Eugene Tuv

Eugene Tuv

How we ranked at the top in all Tweakathons!

Hi, my name is Eugene Tuv. I am a principal research scientist with Logic Technology Group, Intel Corp. I have been leading ASML (statistical machine learning) group for nearly 15 years. Our team is focused on research, prototyping, development, and deployment of scalable, robust real-time state of the art machine learning and computer vision systems targeting acceleration of semiconductor process development and yield learning.

From the beginning, our primary focus was on building “universal” learning machines capable of dealing with massive, heterogeneous, noisy, and rapidly changing data that are easily deployable for a variety of learning tasks: predictive modeling, feature learning/selection, image/signal analysis, fault detection & isolation, etc.

We routinely “validated” our internally developed learning engines by participating in academic ML competitions since 2003, consistently demonstrating top results. It kept us on our toes and has been a major driving force for continuous innovation/improvement.

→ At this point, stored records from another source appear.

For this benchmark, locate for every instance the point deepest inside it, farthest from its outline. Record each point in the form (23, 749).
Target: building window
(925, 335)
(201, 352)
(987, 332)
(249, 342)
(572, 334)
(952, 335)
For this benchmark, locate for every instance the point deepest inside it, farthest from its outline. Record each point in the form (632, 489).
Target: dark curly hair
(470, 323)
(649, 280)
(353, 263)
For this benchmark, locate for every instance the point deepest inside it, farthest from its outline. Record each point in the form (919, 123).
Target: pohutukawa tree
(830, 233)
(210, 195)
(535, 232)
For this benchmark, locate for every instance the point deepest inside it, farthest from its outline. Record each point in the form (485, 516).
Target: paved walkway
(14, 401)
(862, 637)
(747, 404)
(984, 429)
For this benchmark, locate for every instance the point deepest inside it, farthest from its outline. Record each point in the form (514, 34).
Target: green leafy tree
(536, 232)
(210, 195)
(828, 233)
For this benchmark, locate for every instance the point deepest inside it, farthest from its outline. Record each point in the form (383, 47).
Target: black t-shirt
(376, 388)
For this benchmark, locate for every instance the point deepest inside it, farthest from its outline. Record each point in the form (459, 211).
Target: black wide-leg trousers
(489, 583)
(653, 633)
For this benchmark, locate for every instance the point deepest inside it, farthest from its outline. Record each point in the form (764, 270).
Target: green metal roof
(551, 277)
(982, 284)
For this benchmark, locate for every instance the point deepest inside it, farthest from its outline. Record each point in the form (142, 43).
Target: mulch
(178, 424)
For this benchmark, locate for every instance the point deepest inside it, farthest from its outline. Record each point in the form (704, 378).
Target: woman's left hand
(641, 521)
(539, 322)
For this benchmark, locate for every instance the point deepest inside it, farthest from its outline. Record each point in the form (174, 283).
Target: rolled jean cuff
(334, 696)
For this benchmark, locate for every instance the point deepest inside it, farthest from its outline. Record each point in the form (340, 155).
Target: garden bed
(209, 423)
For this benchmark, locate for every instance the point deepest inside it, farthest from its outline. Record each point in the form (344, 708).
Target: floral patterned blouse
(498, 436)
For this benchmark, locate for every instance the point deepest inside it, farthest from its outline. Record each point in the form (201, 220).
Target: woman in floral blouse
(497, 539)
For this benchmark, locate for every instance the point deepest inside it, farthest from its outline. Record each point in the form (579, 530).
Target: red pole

Machine Learning challenges are designed, validated, and supervised by top researchers in the field - associated with the top academic conferences with worldwide participation from major universities and labs. Participants are guaranteed to compete against the best minds in machine & statistical learning, use the best known technologies, and learn about emerging research trends.

AutoML challenge is an integral part of the rapid ML research advancement towards flexible learning machines capable of tackling problems that have been deemed impossible before. AutoML specifically targets designing “universal” learning machines with wide applicability and minimum human supervision - “Designing for AutoML, the challenge that takes the human out of the loop.”

Summary of method:

Eugene Tuv presented the method of the ideal.intel.analytics team at the CiML workshop at NIPS, Montreal, December 2015. The software used in the challenge is proprietary. It is a fast implementation of boosted decision trees written in C. The software was developed to classify defects in semi-conductor manufacturing. The Intel data include time series that are first preprocessed as a bag-of-features. Using this software, the Intel team consistently ranked high in several ChaLearn challenges since 2005, usually entering just in the last few days of the challenge (overall second in NIPS 2003 “feature selection challenge”, second on dataset Gina in the WCCI 2003 “performance prediction challenge”, overall second in the agnostic track of the IJCNN 2007 “agnostic learning vs. prior knowledge challenge”, and winners of the AISTATS 2010 “active learning challenge”).

The method is based on gradient boosting of trees built on a random subspaces dynamically adjusted to reflect learned features relevance. A Huber loss function is used. No pre-processing was done, except for feature selection. The feature selection method used is a forward selection technique, incrementally adding features that are most predictive in the null space of previously selected features. The feature set is augmented with a number of ``artificial contrast” features, which are irrelevant features. A threshold on the fraction of irrelevant features selected (false discovery rate) is used to halt the procedure. The classification method called “Stochastic Gradient Tree and Feature Boosting” (SGTFB) selects a small sample of features at every step of the ensemble construction. The sampling distribution is modified at every iteration to promote more relevant features. The SGTFB complexity is of the order of Ntree Ntr log Ntr log Nfeat.

The asml.intel.com team (Victor Kocheganov) competed to try to reproduce the proprietary solution of Intel using publicly available software. He used the GTB version of scikit-learn.

Slides from the CiML 2015 challenge on AutoML: [download]

References:

Borisov A., Eruhimov V. and Tuv, E. Tree-Based Ensembles with Dynamic Soft Feature Selection, In Feature Extraction Foundations and Applications Series: Studies in Fuzziness and Soft Computing , Vol. 207, Guyon, I.; Gunn, S.; Nikravesh, M.; Zadeh, L.A. (Eds.), Springer, 2006.